What I learned was that UI Toolkit can behave in multiple ways depending on if your UI is meant to function as a tool window for work in the editor, or more like I have in my project, functionally as a UI menu to create a screen overlay that can detect input at runtime without needing to leave the viewport.

image_2026-01-20_163946005.png

Final Tool

Learning Outcomes:

  • My main goals going into this project were to learn about using both Unity's new UI Toolkit and to get my hands dirty for the first time with runtime tooling. I felt like this little experiment paid off in both of those regards.

 

  • I would say the biggest lessons I got out of going through setting up this tool (with this small set of first person shooter elements which I made) was:

    • That in order to do a larger scale piece like this, it will need to both be project specific (meaning it wouldn't suit well to being a plugin that can adapt to any project)

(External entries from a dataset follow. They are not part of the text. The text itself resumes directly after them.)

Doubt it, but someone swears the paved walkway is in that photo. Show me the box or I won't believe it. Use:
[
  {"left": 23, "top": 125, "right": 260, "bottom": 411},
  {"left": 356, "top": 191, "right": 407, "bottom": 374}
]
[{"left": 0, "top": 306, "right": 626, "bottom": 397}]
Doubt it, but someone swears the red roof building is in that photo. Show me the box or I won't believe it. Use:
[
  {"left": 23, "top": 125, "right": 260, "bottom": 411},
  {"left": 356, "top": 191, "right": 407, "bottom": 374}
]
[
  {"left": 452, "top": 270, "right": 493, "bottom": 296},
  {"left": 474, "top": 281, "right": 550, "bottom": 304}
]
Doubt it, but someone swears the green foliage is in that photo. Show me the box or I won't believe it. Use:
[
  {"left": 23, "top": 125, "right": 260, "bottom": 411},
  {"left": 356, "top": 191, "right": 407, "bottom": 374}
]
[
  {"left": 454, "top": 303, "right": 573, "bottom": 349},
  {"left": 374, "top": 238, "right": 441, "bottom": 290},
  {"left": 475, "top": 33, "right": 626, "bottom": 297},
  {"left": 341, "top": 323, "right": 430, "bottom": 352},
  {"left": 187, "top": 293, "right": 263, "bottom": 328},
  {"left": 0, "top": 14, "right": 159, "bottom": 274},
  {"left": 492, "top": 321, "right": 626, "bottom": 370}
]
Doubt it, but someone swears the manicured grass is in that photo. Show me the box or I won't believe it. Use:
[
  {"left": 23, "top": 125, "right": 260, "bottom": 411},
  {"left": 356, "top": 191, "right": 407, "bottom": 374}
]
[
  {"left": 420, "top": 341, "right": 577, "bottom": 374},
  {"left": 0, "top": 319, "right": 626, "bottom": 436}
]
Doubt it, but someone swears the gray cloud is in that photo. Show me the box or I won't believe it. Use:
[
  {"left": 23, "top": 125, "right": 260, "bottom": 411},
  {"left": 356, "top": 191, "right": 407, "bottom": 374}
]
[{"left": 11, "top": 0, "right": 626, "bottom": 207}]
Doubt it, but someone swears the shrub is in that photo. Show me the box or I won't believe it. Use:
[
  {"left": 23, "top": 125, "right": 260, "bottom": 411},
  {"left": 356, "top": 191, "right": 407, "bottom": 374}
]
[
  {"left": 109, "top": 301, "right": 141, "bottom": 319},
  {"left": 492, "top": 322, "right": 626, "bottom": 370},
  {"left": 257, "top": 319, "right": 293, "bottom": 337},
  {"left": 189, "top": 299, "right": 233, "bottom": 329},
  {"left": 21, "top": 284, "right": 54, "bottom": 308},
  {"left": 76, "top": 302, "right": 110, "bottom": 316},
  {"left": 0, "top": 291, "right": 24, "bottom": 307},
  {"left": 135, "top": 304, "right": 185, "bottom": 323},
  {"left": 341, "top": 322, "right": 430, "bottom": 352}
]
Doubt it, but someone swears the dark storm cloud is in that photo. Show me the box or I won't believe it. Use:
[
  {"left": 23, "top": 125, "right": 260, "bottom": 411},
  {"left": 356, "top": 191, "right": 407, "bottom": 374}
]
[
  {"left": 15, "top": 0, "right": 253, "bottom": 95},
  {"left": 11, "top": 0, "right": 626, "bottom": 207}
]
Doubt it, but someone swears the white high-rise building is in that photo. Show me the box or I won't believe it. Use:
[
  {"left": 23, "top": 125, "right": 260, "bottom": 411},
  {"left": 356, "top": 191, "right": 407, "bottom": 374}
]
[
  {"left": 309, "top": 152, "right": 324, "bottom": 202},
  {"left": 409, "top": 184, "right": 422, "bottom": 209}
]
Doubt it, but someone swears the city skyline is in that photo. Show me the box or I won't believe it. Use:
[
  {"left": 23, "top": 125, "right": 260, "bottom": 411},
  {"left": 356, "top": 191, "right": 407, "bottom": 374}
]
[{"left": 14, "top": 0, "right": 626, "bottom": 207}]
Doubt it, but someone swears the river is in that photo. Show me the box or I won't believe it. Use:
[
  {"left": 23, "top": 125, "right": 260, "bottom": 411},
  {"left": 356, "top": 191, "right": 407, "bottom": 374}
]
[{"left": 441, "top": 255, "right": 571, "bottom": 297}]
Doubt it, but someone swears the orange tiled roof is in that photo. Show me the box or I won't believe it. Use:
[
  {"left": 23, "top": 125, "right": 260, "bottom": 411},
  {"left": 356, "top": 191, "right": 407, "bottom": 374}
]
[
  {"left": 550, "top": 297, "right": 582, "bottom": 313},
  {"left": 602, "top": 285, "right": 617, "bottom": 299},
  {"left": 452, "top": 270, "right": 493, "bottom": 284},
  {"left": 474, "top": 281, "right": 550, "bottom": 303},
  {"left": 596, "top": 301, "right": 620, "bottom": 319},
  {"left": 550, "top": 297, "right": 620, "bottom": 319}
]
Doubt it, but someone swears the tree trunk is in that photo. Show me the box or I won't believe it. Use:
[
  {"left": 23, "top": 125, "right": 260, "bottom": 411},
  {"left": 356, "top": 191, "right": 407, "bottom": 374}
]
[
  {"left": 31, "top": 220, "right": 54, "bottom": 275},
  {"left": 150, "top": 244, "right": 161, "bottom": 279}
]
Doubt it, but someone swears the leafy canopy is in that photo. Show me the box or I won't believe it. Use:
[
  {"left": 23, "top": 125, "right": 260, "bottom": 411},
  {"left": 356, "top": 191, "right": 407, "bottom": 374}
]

    • and that because of that, it would really need to be considered from early on in a project so the core architecture could be built to support it.

Thoughts for the Future:

  • Runtime tooling is super helpful for creating quick access to debug features, and in ways much cleaner than hard coded debug keys or debug log information.

 

  • These core practices can easily be adapted to any engine (not just Unity), and I have since done so frequently, particularly in Unreal Engine 5.

  • For this specific tool, there's a great deal of room for expansion as well to meet the needs of unique projects, and to add more use cases directly to core the core system, such as additional save states, and timeline scrubbing. I look forward to realizing expansions of this idea on various projects in the future!